Philosophical implications of the paradigm shift in model theory

17 January 2019
11:00
Abstract

The paradigm shift that swept model theory in the 1970’s really occurred in two stages. During the first stage in the 1950’s and 1960’s the focus switched from the study of properties of logics to properties of theories. In the second stage, Shelah’s decisive step was to move from merely identifying some fruitful properties (e.g. complete, model complete, ℵ1-categorical) that might hold of a theory to a systematic classification of complete first order theories. Model theorists now undertake a systematic search for a finite set of syntactic conditions which divide first order theories into disjoint classes such that models of different theories in the same class have similar mathematical properties.

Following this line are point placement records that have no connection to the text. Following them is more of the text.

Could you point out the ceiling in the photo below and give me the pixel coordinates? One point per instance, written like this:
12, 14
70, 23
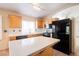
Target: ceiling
27, 8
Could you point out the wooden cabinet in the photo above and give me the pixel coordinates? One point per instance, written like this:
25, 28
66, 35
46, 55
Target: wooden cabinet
40, 23
45, 52
15, 21
12, 38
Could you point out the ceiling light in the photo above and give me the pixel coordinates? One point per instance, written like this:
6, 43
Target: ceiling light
37, 8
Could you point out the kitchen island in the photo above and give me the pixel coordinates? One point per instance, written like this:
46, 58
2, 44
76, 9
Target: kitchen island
29, 46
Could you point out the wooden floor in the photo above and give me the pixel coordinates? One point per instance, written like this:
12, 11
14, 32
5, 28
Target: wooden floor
55, 53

With this framework one can compare different areas of mathematics by checking where theories formalizing them lie in the classification. Martin Davis wrote, “ Godel showed us that the wild infinite could not really be separated from the tame ¨ mathematical world where most mathematicians may prefer to pitch their tents. ” We will describe some aspects of the paradigm shift and show how it separates the tame world where most mathematicians pitch their tents from the wild world of arithmetic and set theory. The set theoretically absolute classification of theories separates tame theories such as algebraically closed fields, differentially closed fields, and compact complex manifolds (all ω-stable) and real closed fields (o-minimal) which admit admits (at least locally) a dimension theory from the untamed worlds of set theory and arithmetic, while enabling the study of modern number theory. From the standpoint of the philosophy of mathematical practice the focus is changed from justifying the reliability of mathematical results to the clear understanding and organization of mathematical concepts. This shift raises new or sheds light on a number of philosophical issues. For example, how does formal logic play a significant role in mathematics beyond the old metaphor of ‘the analysis of methods of reasoning’? What constitutes a paradigm shift in mathematics?